Anderenfalls könnte sich der Prozessgegner durch beliebigen, sich als unzutreffend erweisenden Vortrag der ihm gemäß § 138 Abs. 1 und 2 ZPO obliegenden Erklärungspflicht entledigen, ohne die Folge des § 138 Abs. 3 ZPO gewärtigen zu müssen (…). Das ist mit der aus den verfassungsrechtlich geschützten Rechten auf ein faires Verfahren und auf effektiven Rechtsschutz folgenden Verpflichtung zu einer fairen Verteilung der Darlegungs- und Beweislasten (…) nicht zu vereinbaren.
Das Berufungsgericht hätte die Beklagte daher unter Hinweis auf ihr nicht beachtliches Bestreiten zur Stellungnahme zu dem bisherigen Beweisergebnis auffordern müssen, § 513 Abs. 1 Alt. 1, § 525, § 139 Abs. 1 ZPO.
Das hätte – worauf die Revision zu Recht hinweist – hier umso mehr nahegelegen, als der Zeuge Dr. R nach den Feststellungen ausgesagt hatte, in den Behandlungsunterlagen des Klägers sei die Eintragung bezüglich der Infusion von jemand anderem vorgenommen worden.“
Anmerkung
Das scheint unmittelbar einleuchtend, verdeutlicht aber, dass auch nach Durchführung einer Beweisaufnahme noch einmal sorgfältig geprüft werden muss, ob sich die nicht darlegungs- und beweisbelastete Partei zu den Behauptungen der darlegungs- und beweispflichtigen Partei überhaupt hinreichend erklärt hat. Erklärt sich der Prozessgegner zum „neuen“ Ergebnis der Beweisaufnahme nicht unaufgefordert, muss das Gericht ihn als Ausfluss seiner Hinweispflicht dazu auffordern, sich zu diesem Ergebnis zu erklären. Der Fall zeigt dabei sehr deutlich, warum ein sauberes Arbeiten auch praktisch einen erheblichen Unterschied macht:- Ist die streitige Tatsache: „Dr. P hat die Infusion nicht hygienisch gelegt“, dann hat die Beklagte ihrer Darlegungslast genügt. Sie muss dann im Rahmen ihrer sekundären Darlegungslast nicht Personen benennen, auf deren Zeugnis der Kläger seine (davon abweichende) Behauptung stützen kann.
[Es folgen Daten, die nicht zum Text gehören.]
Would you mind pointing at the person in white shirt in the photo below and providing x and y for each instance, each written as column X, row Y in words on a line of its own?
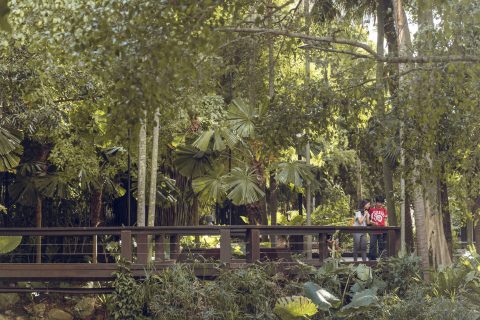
column 362, row 218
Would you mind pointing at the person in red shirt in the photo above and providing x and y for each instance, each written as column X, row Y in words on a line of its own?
column 378, row 217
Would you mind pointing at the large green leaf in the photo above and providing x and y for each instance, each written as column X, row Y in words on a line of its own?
column 191, row 162
column 242, row 186
column 295, row 307
column 362, row 300
column 9, row 144
column 296, row 173
column 219, row 138
column 321, row 297
column 211, row 187
column 24, row 191
column 9, row 243
column 241, row 116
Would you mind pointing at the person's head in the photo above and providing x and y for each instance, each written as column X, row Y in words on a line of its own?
column 379, row 201
column 364, row 204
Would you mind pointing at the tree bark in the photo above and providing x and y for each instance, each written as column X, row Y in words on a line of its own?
column 445, row 205
column 404, row 48
column 409, row 241
column 380, row 88
column 142, row 171
column 38, row 224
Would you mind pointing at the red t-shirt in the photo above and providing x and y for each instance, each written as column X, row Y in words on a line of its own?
column 378, row 216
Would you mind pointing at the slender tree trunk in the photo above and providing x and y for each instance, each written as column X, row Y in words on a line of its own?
column 380, row 88
column 477, row 236
column 435, row 230
column 152, row 197
column 409, row 241
column 273, row 205
column 142, row 172
column 445, row 205
column 404, row 49
column 95, row 211
column 38, row 224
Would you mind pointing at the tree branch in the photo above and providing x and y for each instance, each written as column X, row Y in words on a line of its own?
column 372, row 54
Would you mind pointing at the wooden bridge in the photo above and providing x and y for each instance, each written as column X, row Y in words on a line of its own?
column 91, row 253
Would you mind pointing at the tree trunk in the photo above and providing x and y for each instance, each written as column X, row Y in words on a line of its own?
column 142, row 172
column 404, row 49
column 477, row 236
column 38, row 224
column 437, row 242
column 445, row 205
column 273, row 205
column 409, row 241
column 380, row 88
column 95, row 211
column 153, row 171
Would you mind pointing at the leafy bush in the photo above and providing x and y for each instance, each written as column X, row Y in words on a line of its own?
column 127, row 301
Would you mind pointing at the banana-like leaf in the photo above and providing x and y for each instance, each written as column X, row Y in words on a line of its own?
column 321, row 297
column 296, row 173
column 294, row 308
column 362, row 300
column 241, row 116
column 9, row 146
column 191, row 162
column 24, row 191
column 243, row 187
column 9, row 243
column 211, row 187
column 53, row 186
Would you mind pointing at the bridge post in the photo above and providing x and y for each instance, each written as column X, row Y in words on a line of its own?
column 142, row 248
column 126, row 248
column 391, row 243
column 253, row 245
column 225, row 246
column 322, row 246
column 160, row 247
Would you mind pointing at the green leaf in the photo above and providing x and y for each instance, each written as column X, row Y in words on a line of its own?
column 364, row 272
column 191, row 162
column 296, row 173
column 9, row 243
column 210, row 187
column 242, row 118
column 293, row 308
column 321, row 297
column 243, row 187
column 362, row 300
column 203, row 140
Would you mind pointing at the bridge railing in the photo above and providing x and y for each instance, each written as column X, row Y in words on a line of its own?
column 91, row 253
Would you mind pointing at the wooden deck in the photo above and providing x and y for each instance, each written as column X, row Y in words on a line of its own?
column 58, row 263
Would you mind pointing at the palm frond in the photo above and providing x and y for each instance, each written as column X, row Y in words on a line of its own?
column 243, row 186
column 241, row 116
column 191, row 162
column 211, row 187
column 296, row 173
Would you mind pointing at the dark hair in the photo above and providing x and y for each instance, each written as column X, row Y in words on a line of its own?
column 361, row 205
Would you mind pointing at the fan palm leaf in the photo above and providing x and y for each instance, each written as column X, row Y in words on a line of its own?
column 219, row 138
column 191, row 162
column 296, row 173
column 242, row 186
column 211, row 187
column 241, row 116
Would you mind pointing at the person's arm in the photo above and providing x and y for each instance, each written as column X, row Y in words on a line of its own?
column 360, row 217
column 386, row 217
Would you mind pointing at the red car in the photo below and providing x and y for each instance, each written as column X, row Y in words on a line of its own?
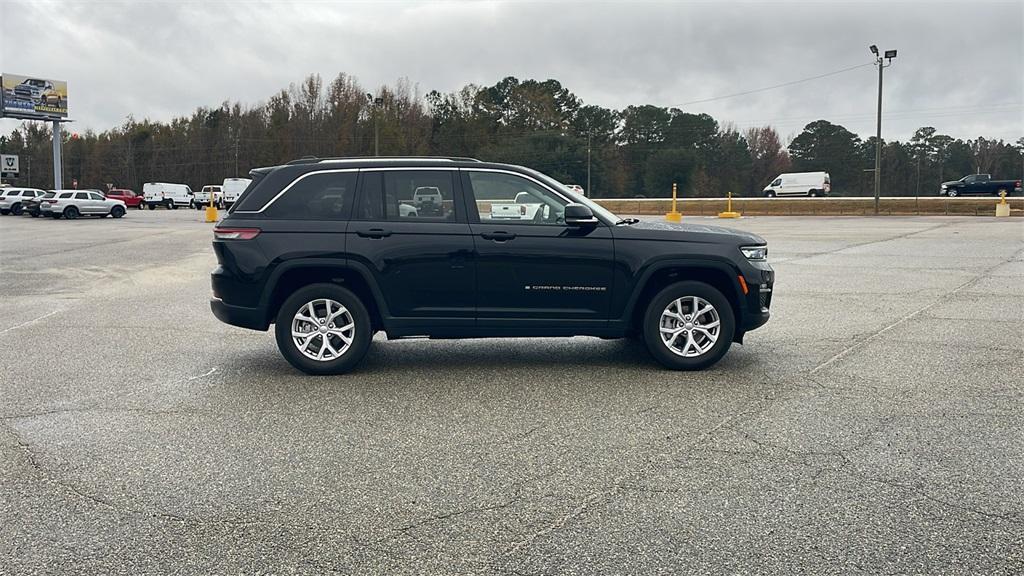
column 130, row 199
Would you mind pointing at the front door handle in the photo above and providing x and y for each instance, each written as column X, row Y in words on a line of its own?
column 374, row 233
column 498, row 236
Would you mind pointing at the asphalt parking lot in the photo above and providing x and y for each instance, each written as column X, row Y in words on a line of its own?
column 873, row 425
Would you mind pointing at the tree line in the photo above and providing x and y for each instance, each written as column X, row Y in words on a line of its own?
column 636, row 152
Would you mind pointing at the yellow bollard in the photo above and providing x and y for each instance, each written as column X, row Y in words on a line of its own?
column 1003, row 209
column 674, row 215
column 728, row 210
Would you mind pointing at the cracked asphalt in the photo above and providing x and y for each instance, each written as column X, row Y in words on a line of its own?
column 873, row 425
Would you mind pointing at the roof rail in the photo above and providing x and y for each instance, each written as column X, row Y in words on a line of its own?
column 313, row 159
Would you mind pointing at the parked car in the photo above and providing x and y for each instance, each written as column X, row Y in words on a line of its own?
column 979, row 183
column 74, row 203
column 129, row 197
column 428, row 201
column 230, row 189
column 800, row 183
column 328, row 275
column 203, row 198
column 32, row 206
column 167, row 195
column 12, row 199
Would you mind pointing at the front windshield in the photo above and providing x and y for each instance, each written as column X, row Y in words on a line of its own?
column 599, row 211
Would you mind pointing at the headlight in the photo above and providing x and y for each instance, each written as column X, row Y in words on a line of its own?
column 755, row 252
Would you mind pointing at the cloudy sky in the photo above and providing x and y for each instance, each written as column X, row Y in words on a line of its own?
column 960, row 68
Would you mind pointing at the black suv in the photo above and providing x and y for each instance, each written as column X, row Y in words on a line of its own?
column 334, row 250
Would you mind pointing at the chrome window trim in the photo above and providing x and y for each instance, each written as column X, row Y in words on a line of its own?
column 521, row 175
column 292, row 183
column 409, row 169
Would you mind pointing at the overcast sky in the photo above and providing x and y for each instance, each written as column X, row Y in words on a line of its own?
column 960, row 68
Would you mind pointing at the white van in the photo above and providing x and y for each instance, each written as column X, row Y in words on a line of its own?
column 799, row 183
column 167, row 195
column 231, row 189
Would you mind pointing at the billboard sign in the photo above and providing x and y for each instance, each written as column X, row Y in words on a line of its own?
column 8, row 164
column 32, row 97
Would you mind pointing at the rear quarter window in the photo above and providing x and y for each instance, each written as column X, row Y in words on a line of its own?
column 325, row 196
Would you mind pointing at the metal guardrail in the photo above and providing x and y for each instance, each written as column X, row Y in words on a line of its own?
column 830, row 206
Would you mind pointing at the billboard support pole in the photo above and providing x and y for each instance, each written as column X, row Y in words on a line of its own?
column 57, row 168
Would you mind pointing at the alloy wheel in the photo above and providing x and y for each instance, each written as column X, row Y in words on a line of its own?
column 323, row 329
column 689, row 326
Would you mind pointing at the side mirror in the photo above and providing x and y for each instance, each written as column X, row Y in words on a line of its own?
column 580, row 215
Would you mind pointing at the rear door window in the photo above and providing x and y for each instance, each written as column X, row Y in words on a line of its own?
column 324, row 196
column 419, row 195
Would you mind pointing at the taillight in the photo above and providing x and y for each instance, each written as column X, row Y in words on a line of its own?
column 235, row 233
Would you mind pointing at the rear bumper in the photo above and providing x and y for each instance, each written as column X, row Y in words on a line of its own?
column 243, row 317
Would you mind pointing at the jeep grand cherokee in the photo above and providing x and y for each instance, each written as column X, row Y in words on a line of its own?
column 322, row 249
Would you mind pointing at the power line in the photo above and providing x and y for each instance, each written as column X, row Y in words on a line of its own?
column 784, row 84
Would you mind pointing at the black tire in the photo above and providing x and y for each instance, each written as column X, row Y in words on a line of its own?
column 360, row 339
column 684, row 290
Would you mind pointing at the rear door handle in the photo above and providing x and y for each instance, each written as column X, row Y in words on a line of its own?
column 498, row 236
column 374, row 233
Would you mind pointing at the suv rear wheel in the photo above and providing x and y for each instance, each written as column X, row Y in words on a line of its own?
column 688, row 326
column 323, row 329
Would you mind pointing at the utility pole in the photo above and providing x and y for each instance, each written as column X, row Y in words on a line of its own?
column 57, row 167
column 588, row 192
column 890, row 54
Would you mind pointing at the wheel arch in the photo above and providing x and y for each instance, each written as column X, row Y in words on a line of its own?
column 291, row 276
column 721, row 276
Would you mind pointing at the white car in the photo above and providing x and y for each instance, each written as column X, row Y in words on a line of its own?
column 800, row 183
column 524, row 207
column 231, row 189
column 11, row 198
column 203, row 198
column 428, row 201
column 167, row 195
column 74, row 203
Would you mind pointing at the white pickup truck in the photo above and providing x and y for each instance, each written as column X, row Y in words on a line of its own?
column 203, row 198
column 231, row 189
column 524, row 207
column 170, row 196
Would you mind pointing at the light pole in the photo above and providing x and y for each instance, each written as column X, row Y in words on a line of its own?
column 588, row 192
column 376, row 103
column 889, row 55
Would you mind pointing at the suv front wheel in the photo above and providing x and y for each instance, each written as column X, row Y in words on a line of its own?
column 688, row 326
column 323, row 329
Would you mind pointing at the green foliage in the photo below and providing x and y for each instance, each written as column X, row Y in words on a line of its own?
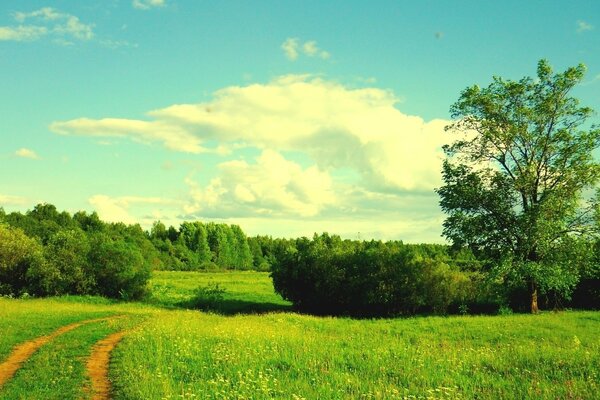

- Ist aber die streitige Tatsache „der behandelnde Arzt hat die Infusion nicht hygienisch gelegt“, kann die Beklagte sich zu dieser Tatsache kaum erklären, ohne die Person zu benennen (§ 138 Abs. 4 ZPO), da ihr in ihrem Herrschaftsbereich äußerst umfangreiche Nachforschungspflichten obliegen. Und wenn die Beklagte diese Person benennt, kann sich der Kläger wiederum auf deren Zeugnis berufen.